The Pipeline Executions list page experienced intermittent 500 errors

Incident Report for Harness

Postmortem

Summary

On January 26, 2026, the Pipeline service in the production environment (Prod2) experienced intermittent failures affecting certain pipeline-related views. The issue was triggered by elevated memory usage in a subset of service instances, which caused specific API requests to fail. The issue was identified quickly through automated monitoring and resolved the same day. 

Impact

During the incident window, some customers may have experienced:

  • Intermittent failures when loading the Execution List or Execution Details pages.
  • Occasional issues accessing Retry History.
  • Rare intermittent failures loading the Pipeline List page.

The issue did not impact pipeline execution itself. Pipelines continued to run successfully, and there was no data loss. The impact was limited to UI/API visibility of execution metadata for a subset of requests.

Root Cause

The issue was caused by memory pressure for certain heaving backend operations triggered.

Because the affected instances were not fully unhealthy and continued responding to basic health checks, automated readiness checks did not trigger a restart. As a result, the impacted instances remained in a partially degraded state until manual mitigation was performed.

Mitigation

Immediate mitigation steps included:

  • Performing a rolling restart of the affected service instances, which restored normal operation.
  • Enabling configuration to automatically terminate service instances upon OutOfMemoryError, ensuring degraded instances do not remain in a bad state.

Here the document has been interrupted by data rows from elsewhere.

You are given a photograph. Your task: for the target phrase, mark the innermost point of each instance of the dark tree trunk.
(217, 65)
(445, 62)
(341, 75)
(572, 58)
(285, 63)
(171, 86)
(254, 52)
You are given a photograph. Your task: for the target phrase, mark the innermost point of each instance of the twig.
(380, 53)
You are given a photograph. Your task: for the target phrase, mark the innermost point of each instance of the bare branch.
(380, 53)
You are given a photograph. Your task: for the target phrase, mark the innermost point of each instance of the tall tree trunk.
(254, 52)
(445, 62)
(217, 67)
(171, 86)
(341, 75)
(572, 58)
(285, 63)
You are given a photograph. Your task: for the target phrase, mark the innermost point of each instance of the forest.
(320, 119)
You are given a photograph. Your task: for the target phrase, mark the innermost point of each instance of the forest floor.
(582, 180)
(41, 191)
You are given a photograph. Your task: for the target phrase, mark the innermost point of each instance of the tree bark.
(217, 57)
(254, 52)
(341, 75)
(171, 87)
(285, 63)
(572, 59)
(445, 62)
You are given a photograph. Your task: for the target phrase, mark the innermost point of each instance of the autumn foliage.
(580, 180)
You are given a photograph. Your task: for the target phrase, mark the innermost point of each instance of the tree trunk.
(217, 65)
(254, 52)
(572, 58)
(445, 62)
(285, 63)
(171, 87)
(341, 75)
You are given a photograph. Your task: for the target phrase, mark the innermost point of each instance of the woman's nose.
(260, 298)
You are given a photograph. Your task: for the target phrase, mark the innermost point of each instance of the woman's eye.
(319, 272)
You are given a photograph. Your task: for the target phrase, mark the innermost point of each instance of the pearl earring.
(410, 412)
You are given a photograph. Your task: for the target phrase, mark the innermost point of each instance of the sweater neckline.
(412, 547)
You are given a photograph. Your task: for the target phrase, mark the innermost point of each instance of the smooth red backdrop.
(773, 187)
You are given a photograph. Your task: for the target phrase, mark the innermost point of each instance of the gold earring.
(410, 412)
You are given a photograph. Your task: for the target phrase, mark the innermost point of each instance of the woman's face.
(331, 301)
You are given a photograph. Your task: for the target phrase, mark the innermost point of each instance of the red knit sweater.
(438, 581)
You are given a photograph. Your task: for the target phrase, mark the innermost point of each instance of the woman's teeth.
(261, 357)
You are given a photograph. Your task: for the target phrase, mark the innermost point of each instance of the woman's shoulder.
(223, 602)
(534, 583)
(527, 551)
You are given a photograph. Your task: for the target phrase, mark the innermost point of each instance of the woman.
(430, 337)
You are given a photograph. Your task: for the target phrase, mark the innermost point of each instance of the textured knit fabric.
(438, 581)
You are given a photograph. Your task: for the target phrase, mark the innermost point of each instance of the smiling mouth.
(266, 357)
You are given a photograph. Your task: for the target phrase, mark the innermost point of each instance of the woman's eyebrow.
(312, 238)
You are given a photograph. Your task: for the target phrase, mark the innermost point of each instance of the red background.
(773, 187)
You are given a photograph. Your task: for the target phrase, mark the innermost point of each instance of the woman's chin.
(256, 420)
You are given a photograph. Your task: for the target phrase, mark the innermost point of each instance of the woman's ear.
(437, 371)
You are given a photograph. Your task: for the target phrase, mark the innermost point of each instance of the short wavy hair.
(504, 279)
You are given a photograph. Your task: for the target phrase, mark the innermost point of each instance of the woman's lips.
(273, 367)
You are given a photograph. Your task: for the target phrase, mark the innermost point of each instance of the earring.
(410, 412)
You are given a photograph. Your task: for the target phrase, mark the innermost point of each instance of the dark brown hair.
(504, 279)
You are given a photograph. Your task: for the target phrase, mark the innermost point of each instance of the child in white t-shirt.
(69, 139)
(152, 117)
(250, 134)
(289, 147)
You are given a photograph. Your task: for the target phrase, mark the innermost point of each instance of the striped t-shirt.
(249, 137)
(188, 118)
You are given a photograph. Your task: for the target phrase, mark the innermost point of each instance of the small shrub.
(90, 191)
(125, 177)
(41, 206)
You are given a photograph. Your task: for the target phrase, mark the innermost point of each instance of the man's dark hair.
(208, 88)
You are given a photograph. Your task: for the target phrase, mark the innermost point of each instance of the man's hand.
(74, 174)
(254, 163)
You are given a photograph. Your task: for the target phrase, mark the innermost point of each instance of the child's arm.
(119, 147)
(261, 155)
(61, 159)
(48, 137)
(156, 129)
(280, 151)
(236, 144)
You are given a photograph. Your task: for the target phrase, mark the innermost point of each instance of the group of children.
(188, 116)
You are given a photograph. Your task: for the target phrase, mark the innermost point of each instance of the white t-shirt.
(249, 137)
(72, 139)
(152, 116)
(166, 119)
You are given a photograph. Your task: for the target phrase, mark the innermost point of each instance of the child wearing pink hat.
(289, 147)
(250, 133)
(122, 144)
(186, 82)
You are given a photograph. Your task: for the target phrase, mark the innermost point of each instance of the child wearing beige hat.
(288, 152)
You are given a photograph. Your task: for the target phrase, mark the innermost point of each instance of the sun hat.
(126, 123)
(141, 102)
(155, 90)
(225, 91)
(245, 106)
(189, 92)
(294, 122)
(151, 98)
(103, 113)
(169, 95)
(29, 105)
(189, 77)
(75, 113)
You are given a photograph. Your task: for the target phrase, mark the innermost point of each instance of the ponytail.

Service functionality was fully restored shortly after mitigation was applied.

Action Items

To reduce the risk of recurrence and improve early detection, the following actions are being implemented:

  • Enforce automatic JVM termination on OutOfMemoryError to ensure faster self-recovery.
  • Implement enhanced and granular monitoring and alerting for application-level heap memory utilization.
  • Improve health check logic to better detect partially degraded service states.
Posted Feb 10, 2026 - 23:01 PST

Resolved

This incident has been resolved
Posted Jan 26, 2026 - 14:13 PST

Monitoring

A fix has been implemented and we are monitoring the results.
Posted Jan 26, 2026 - 13:55 PST

Investigating

The pipeline executions themselves were not impacted. This was a UI issue.
Posted Jan 26, 2026 - 13:20 PST
This incident affected: Prod 2 (Continuous Delivery - Next Generation (CDNG), Continuous Integration Enterprise(CIE) - Self Hosted Runners, Continuous Integration Enterprise(CIE) - Mac Cloud Builds, Continuous Integration Enterprise(CIE) - Windows Cloud Builds, Continuous Integration Enterprise(CIE) - Linux Cloud Builds, Security Testing Orchestration (STO)).